My wife is a professional research chemist. The stories she comes home with are pathetic. She has seen entire corporations have all their proprietary secrets pissed away to the chinese and Indonesians like water. When bringing it to the radar screen in 1999 at a very big company, she was fired. She got quite a severance and had to sign papers in order to get it committing her to silence. She got three years salary and they are still patenting her research today(3 years later). She was unemployed for about 2 days when competitors heard of her services being available. The company she is with now guards their secrets so closely, they refuse to let any university anywhere co-op or do petty contract testing/research. The foreign students at such schools just send all the research back home. Several companies have deliberately set up garbage co-op's just to see how long it takes for the research to flow back home. It takes no more than a few weeks.

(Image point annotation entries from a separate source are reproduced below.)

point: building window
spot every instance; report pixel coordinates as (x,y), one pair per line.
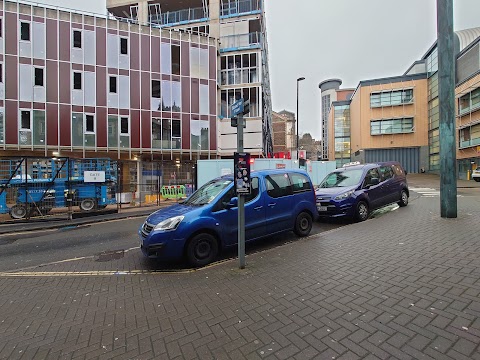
(469,136)
(25,123)
(469,102)
(77,39)
(391,126)
(113,84)
(25,31)
(77,81)
(124,126)
(123,46)
(391,98)
(156,89)
(39,78)
(89,124)
(237,69)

Absolutely correct! They will be returning to do research in Chemical and Biological institutes that manufacture weapons to use against the United States. The US should stop educating foreigners in such sensitive fields. Come on over if you want to learn medicine but go somewhere else if your thinking about studying nuclear fission or some other potentially hazardous security threat.
The biggest problem these programs have is finding qualified US citizens who are able to do the work. Too few undergraduate majors and limited career paths for technical people have created an incentive for such students to go to law or business school. After all, how many Fortune 500 companies are run by scientists or engineers? How many are run by salesmen? How many engineers hit a career ceiling or are laid off at 40?
Agreed. Just recently got my bachelor's in electrical engineering last December, and I remember my thoughts concerning the foreign students in my classes, especially those of Chinese/Middle Eastern extraction. My thoughts were (and still are): "Hmm, just whose ballistic missile and/or WMD program are YOU going to be working in when you graduate?"